问题
I'm working on using the REST interface to Hadoop's HDFS as a convenient way to store files over the network. To test I installed hadoop on my mac (10.8.5) following these instructions:
http://importantfish.com/how-to-install-hadoop-on-mac-os-x/
That worked like a charm and I'm able to start hadoop and run a basic test:
hadoop-examples-1.1.2.jar pi 10 100
Now, I'm using the python client to handle the HTTP requests to/from webhdfs:
http://pythonhosted.org/pywebhdfs/
But I'm stumbling on a basic permissions error when I try to create a directory:
from pywebhdfs.webhdfs import PyWebHdfsClient
hdfs = PyWebHdfsClient()
my_dir = 'user/hdfs/data/new_dir'
hdfs.make_dir(my_dir, permission=755)
Traceback (most recent call last):
File "", line 1, in
File "/Library/Python/2.7/site-packages/pywebhdfs/webhdfs.py", line 207, in make_dir
_raise_pywebhdfs_exception(response.status_code, response.text)

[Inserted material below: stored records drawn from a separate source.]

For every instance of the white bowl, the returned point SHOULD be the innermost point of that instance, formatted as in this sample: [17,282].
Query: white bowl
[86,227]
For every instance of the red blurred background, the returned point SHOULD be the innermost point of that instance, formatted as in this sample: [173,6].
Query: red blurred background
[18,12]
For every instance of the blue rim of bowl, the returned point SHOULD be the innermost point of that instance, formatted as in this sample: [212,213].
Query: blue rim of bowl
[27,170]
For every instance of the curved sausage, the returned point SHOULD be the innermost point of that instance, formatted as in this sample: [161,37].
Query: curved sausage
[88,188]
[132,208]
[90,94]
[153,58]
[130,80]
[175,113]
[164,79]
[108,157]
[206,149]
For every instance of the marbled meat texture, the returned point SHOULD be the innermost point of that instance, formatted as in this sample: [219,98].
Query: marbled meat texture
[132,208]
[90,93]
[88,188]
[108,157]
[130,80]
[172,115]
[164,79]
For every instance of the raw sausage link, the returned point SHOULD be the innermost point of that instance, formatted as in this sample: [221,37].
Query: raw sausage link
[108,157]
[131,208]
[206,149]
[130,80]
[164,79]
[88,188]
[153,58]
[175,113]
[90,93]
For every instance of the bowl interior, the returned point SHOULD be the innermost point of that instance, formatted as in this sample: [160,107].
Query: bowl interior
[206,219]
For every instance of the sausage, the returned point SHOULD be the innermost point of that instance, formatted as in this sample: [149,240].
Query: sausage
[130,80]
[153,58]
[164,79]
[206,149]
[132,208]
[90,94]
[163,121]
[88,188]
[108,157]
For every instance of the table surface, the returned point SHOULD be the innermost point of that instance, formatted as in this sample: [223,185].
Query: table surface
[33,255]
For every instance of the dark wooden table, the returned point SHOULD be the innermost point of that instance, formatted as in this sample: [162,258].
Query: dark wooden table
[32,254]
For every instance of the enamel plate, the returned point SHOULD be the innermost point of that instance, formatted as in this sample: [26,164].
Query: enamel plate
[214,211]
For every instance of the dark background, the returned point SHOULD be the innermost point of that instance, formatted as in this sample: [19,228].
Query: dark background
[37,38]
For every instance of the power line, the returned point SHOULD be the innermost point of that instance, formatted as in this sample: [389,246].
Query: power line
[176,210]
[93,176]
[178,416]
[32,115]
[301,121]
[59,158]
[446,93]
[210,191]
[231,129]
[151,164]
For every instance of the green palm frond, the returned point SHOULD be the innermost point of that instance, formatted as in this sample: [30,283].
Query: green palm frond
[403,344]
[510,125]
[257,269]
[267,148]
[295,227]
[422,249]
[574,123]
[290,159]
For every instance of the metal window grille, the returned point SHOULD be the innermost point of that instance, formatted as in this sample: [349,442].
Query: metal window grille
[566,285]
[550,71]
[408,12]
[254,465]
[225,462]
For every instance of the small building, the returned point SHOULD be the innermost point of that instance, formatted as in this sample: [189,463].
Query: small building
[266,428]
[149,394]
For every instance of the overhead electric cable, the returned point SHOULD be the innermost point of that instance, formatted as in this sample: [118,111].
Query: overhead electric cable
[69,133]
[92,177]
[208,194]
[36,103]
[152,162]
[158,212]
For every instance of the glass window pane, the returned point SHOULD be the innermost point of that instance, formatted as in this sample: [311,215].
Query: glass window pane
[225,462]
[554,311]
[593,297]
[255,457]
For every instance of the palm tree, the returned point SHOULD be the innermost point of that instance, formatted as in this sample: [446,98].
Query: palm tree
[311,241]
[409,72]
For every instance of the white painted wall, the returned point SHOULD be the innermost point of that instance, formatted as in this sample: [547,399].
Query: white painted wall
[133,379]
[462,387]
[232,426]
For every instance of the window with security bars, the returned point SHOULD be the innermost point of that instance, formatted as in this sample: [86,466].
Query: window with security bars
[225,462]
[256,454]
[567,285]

File "/Library/Python/2.7/site-packages/pywebhdfs/webhdfs.py", line 428, in _raise_pywebhdfs_exception
raise errors.PyWebHdfsException(msg=message)
pywebhdfs.errors.PyWebHdfsException: {"RemoteException":{"exception":"AccessControlException","javaClassName":"org.apache.hadoop.security.AccessControlException","message":"Permission denied: user=webuser, access=WRITE, inode=\"user\":mlmiller:supergroup:rwxr-xr-x"}}
I've also tried specifying the user as 'hdfs' instead of the python lib's defeault to 'webhdfs' but get the same result. After 30 minutes reading I gave up and realized I don't understand the interplay of hdfs users, hadoop security (which I enabled following the install isntructions) and my unix user and permissions.
回答1:
You need to have the PyWebHdfsClient user_name match a unix user that has permission to the directory you are trying to write to. The user that starts the namenode service is by default the "superuser"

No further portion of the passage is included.